Re: Missed Vectorization issues with AVX and AVX2

jimdempseyatthecove · ‎09-02-2020

In the following code, subroutine foo is an exemplar of a small section of a simulation program. The simulation program uses a large number of small multi-dimension arrays (3x3, 3x4,...) that do not lend themselves to efficient vectorization using AVX, AVX2 and AVX512. While in places some degree of vectorization is attained, it is usually limited to 2-lanes or 3-lanes, but very seldom to 4-lanes (AVX/AVX2) and never 8-lanes (AVX512) REAL(8) data.

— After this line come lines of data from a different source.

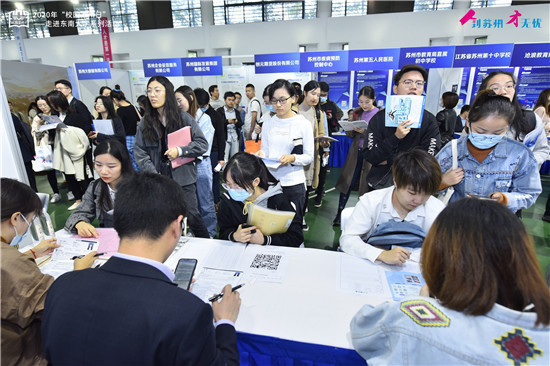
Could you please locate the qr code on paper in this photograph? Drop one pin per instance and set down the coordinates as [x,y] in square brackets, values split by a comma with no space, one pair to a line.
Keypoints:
[266,261]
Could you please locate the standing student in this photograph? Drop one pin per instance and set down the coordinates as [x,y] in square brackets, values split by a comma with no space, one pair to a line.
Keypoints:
[112,163]
[408,206]
[526,126]
[288,139]
[491,165]
[188,102]
[249,182]
[130,117]
[106,110]
[485,301]
[384,143]
[355,166]
[163,117]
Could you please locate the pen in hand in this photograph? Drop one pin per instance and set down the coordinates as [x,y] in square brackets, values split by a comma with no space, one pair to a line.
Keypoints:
[82,256]
[220,295]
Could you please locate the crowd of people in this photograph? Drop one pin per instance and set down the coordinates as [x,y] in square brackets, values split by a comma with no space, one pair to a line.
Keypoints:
[477,259]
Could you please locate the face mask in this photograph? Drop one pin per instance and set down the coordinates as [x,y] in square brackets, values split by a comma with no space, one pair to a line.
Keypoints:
[239,195]
[484,141]
[19,238]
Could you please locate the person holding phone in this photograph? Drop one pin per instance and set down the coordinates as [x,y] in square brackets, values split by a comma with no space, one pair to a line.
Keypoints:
[112,163]
[491,165]
[139,315]
[249,182]
[485,301]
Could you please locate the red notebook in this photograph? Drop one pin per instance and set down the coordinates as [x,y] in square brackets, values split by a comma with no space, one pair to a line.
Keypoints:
[181,137]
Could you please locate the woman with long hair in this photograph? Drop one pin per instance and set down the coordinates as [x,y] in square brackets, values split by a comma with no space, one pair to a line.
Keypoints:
[112,163]
[151,151]
[106,110]
[355,166]
[485,299]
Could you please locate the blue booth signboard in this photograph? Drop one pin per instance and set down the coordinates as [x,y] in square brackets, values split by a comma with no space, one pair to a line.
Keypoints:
[92,70]
[483,55]
[428,57]
[277,62]
[200,66]
[162,66]
[324,61]
[533,54]
[382,59]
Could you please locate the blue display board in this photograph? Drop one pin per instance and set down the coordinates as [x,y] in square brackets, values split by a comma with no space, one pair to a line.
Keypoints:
[377,79]
[201,66]
[533,54]
[428,57]
[531,81]
[339,87]
[324,61]
[162,66]
[382,59]
[277,62]
[483,55]
[92,70]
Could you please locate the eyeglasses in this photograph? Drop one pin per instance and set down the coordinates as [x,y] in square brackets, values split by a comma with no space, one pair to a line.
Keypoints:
[408,83]
[507,88]
[281,101]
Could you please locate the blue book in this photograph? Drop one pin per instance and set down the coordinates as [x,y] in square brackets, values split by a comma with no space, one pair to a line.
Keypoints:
[400,108]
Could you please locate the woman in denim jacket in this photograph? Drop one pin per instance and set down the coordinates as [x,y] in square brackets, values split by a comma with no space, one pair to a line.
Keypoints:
[488,304]
[491,165]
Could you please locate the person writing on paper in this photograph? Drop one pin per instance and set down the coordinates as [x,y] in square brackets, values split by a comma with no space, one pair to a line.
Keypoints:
[490,165]
[151,151]
[23,286]
[406,207]
[485,301]
[248,182]
[112,163]
[106,110]
[288,138]
[140,316]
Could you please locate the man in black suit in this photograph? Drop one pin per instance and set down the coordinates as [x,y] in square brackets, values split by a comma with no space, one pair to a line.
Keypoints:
[129,311]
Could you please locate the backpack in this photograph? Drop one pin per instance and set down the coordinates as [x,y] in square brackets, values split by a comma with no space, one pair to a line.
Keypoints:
[402,233]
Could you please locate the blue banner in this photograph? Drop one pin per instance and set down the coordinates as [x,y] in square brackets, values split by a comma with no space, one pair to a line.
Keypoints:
[534,54]
[199,66]
[277,62]
[162,66]
[428,57]
[377,79]
[382,59]
[92,70]
[324,61]
[483,55]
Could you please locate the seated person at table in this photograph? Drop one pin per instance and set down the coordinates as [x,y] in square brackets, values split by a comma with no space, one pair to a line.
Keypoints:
[485,301]
[112,162]
[408,206]
[129,311]
[24,287]
[249,182]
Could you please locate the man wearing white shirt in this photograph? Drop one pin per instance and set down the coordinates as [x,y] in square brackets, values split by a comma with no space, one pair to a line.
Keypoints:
[416,176]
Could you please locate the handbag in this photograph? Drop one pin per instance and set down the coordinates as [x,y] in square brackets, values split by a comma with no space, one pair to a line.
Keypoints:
[446,197]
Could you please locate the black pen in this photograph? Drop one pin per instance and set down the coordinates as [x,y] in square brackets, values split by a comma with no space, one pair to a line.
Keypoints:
[82,256]
[220,295]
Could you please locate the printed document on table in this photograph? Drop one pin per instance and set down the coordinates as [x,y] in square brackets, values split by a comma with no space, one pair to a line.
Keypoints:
[359,276]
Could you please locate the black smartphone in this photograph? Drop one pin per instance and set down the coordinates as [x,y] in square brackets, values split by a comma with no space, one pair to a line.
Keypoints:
[244,226]
[184,272]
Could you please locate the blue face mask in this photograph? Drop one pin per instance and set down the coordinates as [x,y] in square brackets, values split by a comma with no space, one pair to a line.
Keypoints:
[482,141]
[19,238]
[239,194]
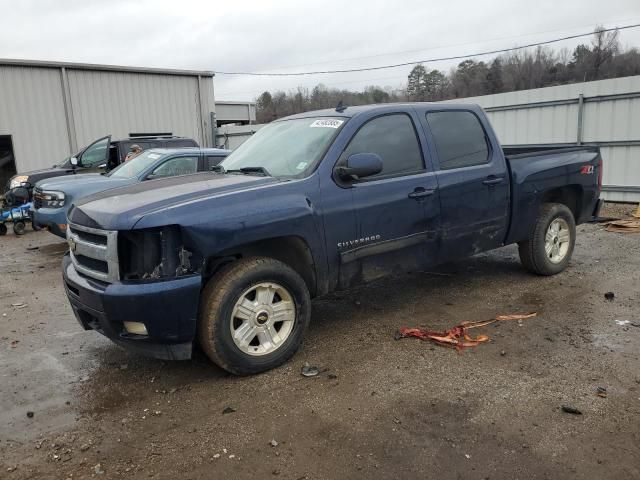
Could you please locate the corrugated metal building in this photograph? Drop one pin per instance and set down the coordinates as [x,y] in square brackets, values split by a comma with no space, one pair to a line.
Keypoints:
[50,110]
[239,113]
[604,113]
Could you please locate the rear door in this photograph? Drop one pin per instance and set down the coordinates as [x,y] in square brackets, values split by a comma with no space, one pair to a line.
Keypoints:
[473,183]
[397,209]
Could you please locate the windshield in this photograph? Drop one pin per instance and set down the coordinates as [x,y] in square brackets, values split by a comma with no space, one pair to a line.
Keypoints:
[289,148]
[135,166]
[64,164]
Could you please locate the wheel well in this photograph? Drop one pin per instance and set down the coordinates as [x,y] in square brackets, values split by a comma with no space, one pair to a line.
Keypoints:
[290,250]
[570,195]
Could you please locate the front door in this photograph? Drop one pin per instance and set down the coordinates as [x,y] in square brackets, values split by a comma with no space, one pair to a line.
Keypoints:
[397,210]
[94,158]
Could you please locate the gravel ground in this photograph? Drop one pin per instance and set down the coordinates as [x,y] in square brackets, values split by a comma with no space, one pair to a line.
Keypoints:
[73,405]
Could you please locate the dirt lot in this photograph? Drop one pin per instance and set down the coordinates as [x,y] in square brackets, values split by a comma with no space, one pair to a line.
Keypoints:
[380,408]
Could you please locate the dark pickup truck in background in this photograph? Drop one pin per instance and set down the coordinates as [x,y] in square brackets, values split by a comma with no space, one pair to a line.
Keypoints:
[100,156]
[313,203]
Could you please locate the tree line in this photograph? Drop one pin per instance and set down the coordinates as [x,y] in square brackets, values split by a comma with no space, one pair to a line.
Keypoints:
[518,70]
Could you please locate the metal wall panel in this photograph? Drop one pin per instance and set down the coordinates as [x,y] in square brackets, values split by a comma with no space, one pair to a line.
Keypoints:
[610,113]
[32,112]
[236,111]
[121,103]
[49,119]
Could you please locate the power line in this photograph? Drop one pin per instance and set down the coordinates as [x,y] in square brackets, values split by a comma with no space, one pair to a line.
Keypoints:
[440,47]
[404,64]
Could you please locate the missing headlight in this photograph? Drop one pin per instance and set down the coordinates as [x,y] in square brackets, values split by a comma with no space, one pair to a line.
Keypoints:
[152,254]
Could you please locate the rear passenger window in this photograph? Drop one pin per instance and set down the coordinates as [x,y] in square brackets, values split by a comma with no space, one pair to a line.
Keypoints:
[460,139]
[394,138]
[177,166]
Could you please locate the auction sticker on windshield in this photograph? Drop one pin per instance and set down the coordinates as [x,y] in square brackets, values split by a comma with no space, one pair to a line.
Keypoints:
[327,123]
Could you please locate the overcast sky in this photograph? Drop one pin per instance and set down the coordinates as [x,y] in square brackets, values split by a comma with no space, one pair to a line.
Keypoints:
[291,36]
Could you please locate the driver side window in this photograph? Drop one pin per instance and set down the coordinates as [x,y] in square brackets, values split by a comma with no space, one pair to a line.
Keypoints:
[176,166]
[393,138]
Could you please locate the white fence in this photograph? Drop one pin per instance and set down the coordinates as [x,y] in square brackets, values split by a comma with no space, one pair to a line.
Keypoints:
[605,113]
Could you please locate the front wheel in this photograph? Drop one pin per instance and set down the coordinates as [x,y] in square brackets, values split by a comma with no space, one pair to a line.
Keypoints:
[550,245]
[253,315]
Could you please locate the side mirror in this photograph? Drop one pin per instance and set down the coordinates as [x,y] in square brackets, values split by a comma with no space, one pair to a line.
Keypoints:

As a solution to this, the data structure is reorganized into cache line wide elements:

real(8) :: array(8,3,4) ! eight or former array(3,4)

When generating for AVX512, the left-most slice can be manipulated using single AVX512 registers. The compiler optimization (19.0 and later) does an excellent job of reducing the statements into efficient machine code.

On systems with AVX and AVX2, while the registers cannot hold the full width of the left most slice in a single register, it can hold half the the slice and use two registers to hold the whole of the slice.

The compiler optimizations, when optimizing non-looped code, does in fact generate fully vectorized code (twice, once for each half of the slice).

The problem comes in when the statements are enclosed within a loop and double nested loop.

In cases of a single loop level, depending on the code in the loop, some times the compiler manages to vectorize, In most cases it does not.

Using !dir$ ivdep helps in some places but not all. Using !dir vector always seems to have no effect.

In the following code

subroutine foo should vectorize with systems with AVX, AVX2, and AVX512 (it does with AVX512)

subroutine foo2 is a work-around that explicitly sub-divides the slice(1:8) into slice(1:4) and slice(5:8) and perform the same statement(s) twice. This works some of the time but not all of the time. In the below example, it does not work.

subroutine foo3, with a contains function Hack does attain vectorization on system with AVX. While it will attain 256-bit wide vectorization on AVX512 it is not as efficient as using the intended code without the Hack.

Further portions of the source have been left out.